GM workers picket at the Oshawa Assembly Plant in Canada on Monday. Canada's Unifor union has vowed a fight with GM over the plant closure. (REUTERS)
November 27, 2018 05:00 AM

DETROIT -- General Motors' plans to end production next year at five North American plants and slash salaried head count by 15 percent will not come without risks and consequences. It will have to navigate political headwinds and not overplay its hand during upcoming union negotiations.

While Wall Street praised the actions as cost-cutting measures that will save the automaker $6 billion by 2020, union and political leaders condemned the moves as shortsighted and a betrayal to its workers and government, which less than a decade ago bailed out the automaker from bankruptcy.
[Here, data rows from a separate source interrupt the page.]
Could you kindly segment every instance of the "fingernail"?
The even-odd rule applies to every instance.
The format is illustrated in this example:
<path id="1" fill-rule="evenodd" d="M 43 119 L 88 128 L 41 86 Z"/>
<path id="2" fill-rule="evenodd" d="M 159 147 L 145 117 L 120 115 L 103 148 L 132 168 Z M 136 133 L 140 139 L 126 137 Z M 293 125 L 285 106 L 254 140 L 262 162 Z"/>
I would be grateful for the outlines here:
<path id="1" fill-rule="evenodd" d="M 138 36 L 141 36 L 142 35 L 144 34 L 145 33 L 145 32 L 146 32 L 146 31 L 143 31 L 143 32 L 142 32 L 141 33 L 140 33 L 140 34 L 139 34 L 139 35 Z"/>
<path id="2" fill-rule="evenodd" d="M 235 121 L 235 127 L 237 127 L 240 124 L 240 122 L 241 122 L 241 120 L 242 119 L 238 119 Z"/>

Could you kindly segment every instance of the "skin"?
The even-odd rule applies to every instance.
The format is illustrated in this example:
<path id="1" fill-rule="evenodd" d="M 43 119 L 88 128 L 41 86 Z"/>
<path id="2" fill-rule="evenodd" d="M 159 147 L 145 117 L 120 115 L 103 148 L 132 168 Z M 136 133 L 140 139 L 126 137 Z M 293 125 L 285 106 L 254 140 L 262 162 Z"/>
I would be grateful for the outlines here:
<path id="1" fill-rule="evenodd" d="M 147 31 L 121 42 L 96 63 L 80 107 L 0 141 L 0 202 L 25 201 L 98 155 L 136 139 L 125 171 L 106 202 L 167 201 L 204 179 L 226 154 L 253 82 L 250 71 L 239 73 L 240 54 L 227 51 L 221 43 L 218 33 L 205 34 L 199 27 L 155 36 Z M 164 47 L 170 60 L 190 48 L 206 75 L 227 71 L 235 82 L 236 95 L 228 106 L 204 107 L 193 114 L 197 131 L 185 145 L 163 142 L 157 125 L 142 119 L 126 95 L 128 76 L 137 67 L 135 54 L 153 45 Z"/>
President Donald Trump said he was "not happy" with the decision and spoke "very tough" with GM CEO Mary Barra about the moves.

The UAW vowed to "confront" the decision "through every legal, contractual and collective bargaining avenue," while Canadian union Unifor President Jerry Dias promised "one hell of a fight here in Canada with General Motors."

GM did not announce the closure of the plants -- Oshawa Assembly in Canada, Lordstown Assembly in Ohio and Detroit-Hamtramck Assembly in Michigan -- but said it would not allocate any products. Propulsion plants in Maryland and Michigan also will not be given any product.

Not allocating product doesn't mean the plants will permanently close, but it puts their future and the jobs of roughly 6,700 hourly and salaried factory employees -- 3,800 in the U.S. and 2,900 in Canada -- at risk heading into contract negotiations with the UAW in 2019 and Unifor in 2020.

Doubling down

GM's actions are meant to increase the automaker's profits and strengthen its core business, while it doubles investment in autonomous and battery electric vehicles by 2020 -- a year before the automaker is expected to launch an all-new profitable electric vehicle platform.

"I think these actions demonstrate our continued focus on driving cost efficiencies and supporting the ongoing work to make General Motors more agile, resilient and profitable to position the company for long-term success," Barra told reporters on Monday.